SVOD et l’institut emploient aujourd’hui 150 personnes environ, et leurs produits sont incontournables sur le marché ukrainien. La société est aussi très active dans les pays de la Communauté des Etats Indépendants (CEI) héritière de l’URSS: Russie, Kazakhstan, Biélorussie, etc. Les tensions géopolitiques depuis 2014 ont néanmoins coûté un certain nombre de marchés orientaux à SVOD. L’Ukraine s’est de fait mise en retrait de la CEI, en maintenant sa participation sur une “stricte base sélective”. “Cela a été la conséquence la plus difficile à gérer de la guerre”, confesse Oksana Dmitrenko,  responsable des exportations. La ligne de front a beau se trouver à seulement 30 kilomètres au sud de Severodonetsk, “nous ne ressentons pas l’impact du conflit de manière physique.
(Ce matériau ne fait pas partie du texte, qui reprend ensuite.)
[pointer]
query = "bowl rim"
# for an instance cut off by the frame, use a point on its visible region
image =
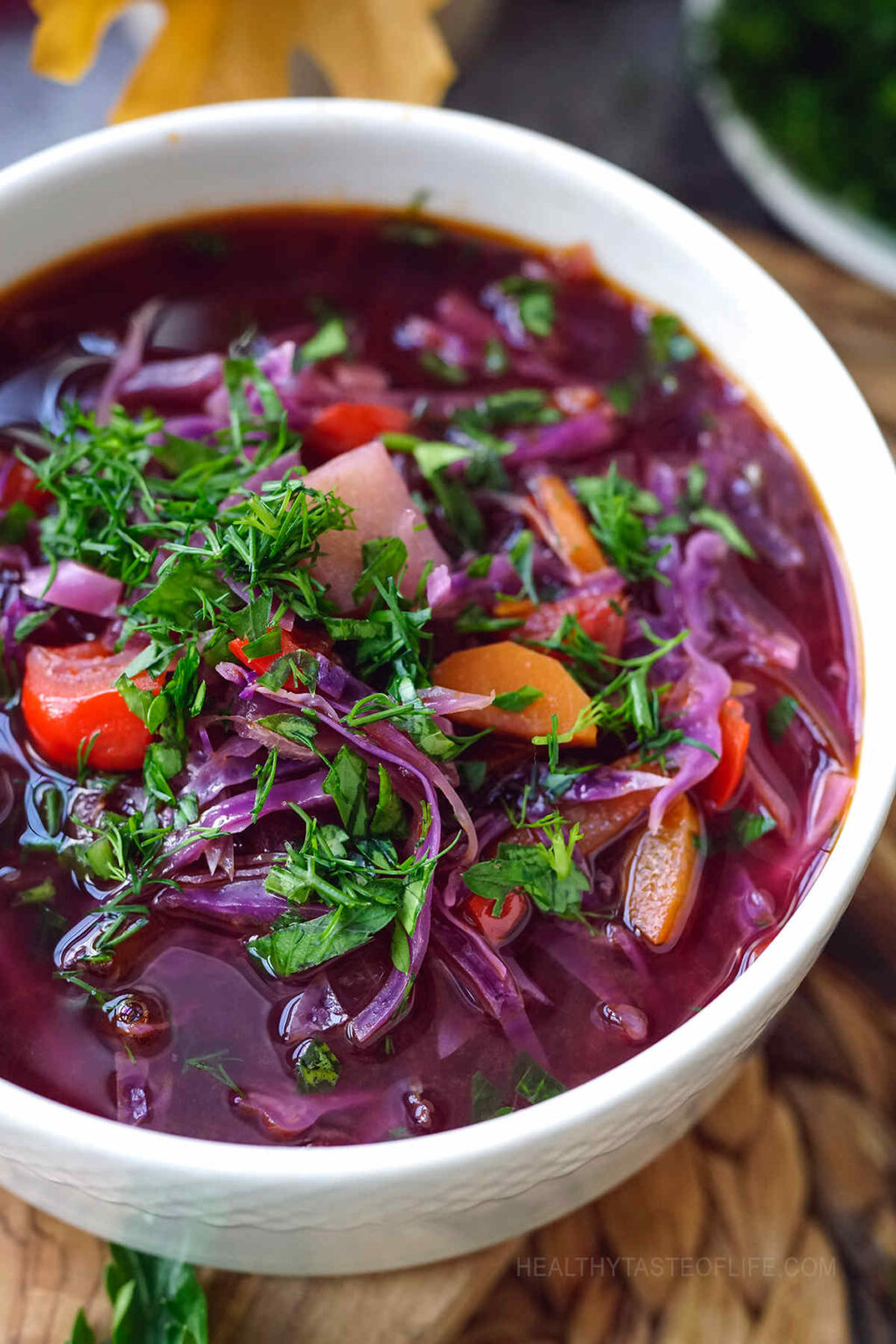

Par contre, les querelles commerciales nous ont compliqué la vie”. Combattante, elle travaille avec des partenaires étrangers comme USAID pour se rediriger vers les marchés occidentaux.

C’est pourtant en Ukraine, et en particulier dans les régions de l’est, que les enjeux sont les plus importants. La ville portuaire de Marioupol, plus au sud, est d’ailleurs la cible d’un vaste projet international visant à en faire la première ville du pays à offrir de l’eau potable au robinet d’ici à 2022-23. Une ambition folle dans cette métropole encerclée d’immenses usines métallurgiques, et qui se heurte à des défis considérables d’approvisionnement de l’eau depuis la zone de guerre. Boris Shoukailo scrute néanmoins ce projet de près. Lui a récemment aidé à l’assainissement des eaux du lac “Duboviy Hay”, dans une autre région, pour y permettre la baignade. Plus généralement, les dirigeants de SVOD et de l’institut se sont aussi investis dans des activités à caractère social à Severodonetsk. “Nous vivons ici, il faut participer au bien-être de la région, pour les générations futures”, conclut Boris Shoukailo.